By Molly Kimball RD, CSSD, registered dietitian with Ochsner Health System, Nutrition department Manager at Ochsner Fitness Center and founder of the Ochsner Eat Fit nonprofit restaurant initiative. 

Red Velvet Cup Cakes Eat Fit

Many of us dutifully – or should we say obsessively – stocked up on nonperishables during Covid quarantine (how many cans of beans do we really need), only to succumb to such craveable temptations as cookies, chips and dip, and ice cream. Oh, ice cream. I know. It’s truly a thing for many of us these days.

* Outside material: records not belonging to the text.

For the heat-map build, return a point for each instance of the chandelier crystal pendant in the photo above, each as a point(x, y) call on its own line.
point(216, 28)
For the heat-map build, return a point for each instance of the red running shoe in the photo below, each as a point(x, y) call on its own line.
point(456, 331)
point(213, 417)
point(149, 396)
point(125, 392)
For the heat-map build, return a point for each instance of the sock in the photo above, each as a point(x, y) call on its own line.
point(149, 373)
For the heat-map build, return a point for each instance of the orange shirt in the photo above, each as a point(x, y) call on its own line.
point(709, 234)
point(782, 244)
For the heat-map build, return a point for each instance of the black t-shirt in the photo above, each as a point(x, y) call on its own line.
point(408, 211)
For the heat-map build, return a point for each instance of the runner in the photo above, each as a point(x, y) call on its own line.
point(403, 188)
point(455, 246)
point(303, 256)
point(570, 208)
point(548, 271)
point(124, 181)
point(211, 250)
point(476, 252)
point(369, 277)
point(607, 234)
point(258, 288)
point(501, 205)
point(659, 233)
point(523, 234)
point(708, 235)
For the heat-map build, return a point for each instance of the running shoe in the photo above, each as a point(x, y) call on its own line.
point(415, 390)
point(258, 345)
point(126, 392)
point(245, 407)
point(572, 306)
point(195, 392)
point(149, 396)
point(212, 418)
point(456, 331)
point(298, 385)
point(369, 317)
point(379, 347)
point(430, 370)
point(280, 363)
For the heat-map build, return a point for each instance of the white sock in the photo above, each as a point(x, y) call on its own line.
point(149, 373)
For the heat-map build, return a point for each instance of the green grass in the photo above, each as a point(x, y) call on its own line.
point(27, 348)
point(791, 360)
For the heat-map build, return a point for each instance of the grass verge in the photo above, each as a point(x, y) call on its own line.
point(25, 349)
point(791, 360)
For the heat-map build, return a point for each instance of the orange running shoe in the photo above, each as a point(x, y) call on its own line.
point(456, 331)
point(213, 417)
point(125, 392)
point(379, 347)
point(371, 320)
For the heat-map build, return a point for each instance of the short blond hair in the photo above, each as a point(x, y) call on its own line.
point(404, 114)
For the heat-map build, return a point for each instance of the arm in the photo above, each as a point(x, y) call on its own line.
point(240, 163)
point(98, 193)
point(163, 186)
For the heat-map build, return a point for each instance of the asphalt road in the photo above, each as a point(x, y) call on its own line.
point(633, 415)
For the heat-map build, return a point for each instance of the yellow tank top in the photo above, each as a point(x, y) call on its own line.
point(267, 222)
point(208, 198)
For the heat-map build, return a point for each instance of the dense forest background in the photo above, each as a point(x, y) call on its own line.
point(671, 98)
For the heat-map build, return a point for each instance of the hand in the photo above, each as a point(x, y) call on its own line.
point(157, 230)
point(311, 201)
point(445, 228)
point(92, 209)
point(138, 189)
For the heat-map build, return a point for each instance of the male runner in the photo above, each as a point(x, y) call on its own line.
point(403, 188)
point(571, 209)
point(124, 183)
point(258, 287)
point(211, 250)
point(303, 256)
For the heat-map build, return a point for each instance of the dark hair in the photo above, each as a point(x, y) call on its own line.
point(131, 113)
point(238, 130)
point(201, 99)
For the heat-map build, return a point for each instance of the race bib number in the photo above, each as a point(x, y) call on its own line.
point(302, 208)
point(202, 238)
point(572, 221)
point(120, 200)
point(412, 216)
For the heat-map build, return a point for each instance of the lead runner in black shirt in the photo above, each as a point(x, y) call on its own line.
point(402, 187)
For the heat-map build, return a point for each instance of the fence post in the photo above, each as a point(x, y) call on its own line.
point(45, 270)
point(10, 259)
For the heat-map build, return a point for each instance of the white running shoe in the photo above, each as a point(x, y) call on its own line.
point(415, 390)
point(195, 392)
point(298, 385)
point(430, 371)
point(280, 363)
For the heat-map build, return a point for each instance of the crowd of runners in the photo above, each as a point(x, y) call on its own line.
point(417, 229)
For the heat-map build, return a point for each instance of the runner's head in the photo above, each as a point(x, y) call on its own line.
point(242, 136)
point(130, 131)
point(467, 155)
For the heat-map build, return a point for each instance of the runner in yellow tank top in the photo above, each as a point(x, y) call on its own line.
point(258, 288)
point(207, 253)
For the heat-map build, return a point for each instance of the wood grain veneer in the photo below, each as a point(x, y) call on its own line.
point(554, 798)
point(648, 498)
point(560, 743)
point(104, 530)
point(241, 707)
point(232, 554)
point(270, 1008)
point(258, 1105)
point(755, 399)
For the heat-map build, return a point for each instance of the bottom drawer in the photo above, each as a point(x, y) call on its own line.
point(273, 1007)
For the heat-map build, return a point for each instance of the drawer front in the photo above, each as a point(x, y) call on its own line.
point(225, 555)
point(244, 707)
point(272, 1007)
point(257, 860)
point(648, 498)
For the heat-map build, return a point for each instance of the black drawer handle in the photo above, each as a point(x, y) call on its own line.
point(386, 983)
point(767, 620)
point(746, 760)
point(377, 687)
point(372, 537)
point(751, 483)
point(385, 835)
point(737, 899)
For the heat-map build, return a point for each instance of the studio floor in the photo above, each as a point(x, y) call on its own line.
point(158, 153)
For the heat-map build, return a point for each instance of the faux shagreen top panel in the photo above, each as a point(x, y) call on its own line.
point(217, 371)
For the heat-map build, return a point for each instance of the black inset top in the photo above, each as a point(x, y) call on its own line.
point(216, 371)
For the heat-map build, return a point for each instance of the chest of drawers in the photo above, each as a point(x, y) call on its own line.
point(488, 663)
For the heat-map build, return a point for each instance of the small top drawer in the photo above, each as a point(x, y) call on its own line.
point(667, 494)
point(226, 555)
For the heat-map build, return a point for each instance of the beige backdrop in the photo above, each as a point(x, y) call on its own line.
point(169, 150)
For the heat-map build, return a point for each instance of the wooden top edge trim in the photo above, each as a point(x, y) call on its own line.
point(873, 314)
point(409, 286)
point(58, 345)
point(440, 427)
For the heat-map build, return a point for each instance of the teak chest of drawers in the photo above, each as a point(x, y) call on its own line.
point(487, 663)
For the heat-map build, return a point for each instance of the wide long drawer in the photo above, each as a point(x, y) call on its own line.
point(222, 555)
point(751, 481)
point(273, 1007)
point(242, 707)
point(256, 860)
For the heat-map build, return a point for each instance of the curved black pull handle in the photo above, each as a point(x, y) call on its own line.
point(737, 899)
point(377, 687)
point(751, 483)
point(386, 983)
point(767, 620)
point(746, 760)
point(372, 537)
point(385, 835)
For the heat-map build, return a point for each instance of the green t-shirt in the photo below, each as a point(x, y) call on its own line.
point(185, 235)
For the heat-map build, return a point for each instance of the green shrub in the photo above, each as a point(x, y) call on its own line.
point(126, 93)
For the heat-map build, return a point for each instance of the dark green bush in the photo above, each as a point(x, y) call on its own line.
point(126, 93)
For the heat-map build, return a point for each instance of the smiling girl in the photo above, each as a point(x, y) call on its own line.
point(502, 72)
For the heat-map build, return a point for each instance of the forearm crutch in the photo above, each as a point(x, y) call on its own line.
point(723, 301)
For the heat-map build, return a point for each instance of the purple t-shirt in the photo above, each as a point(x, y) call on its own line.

Fortunately, these two things – good-for-you nonperishables, and splurge-worthy favorites – don’t have to exist independently. But we must think outside of the box, or in this case, the can.

Here are three crazy-delicious recipes to use beans of all types (think red, black and white) to create indulgences like ice cream, cookies, cupcakes, brownies and creamy dips that are actually nutritious, too.

Here’s why this is a really great thing:

  • Beans are a legitimate Superfood. The term ‘superfood’ is tossed around blithely, but beans truly qualify. Red beans, for example, have a higher concentration of antioxidants than popular superfoods like blackberries, raspberries, blueberries, garlic or almonds.

  • Packed with Protein. Beans are an excellent source of plant-based protein, with one cup of most beans providing about 15 grams of protein – about what you get in two ounces of grilled chicken breast or in

  • Electrolyte-Rich: With more magnesium and calcium than a sports drink and way more potassium than a medium banana, beans are rich in electrolytes to help prevent or relieve muscle cramping.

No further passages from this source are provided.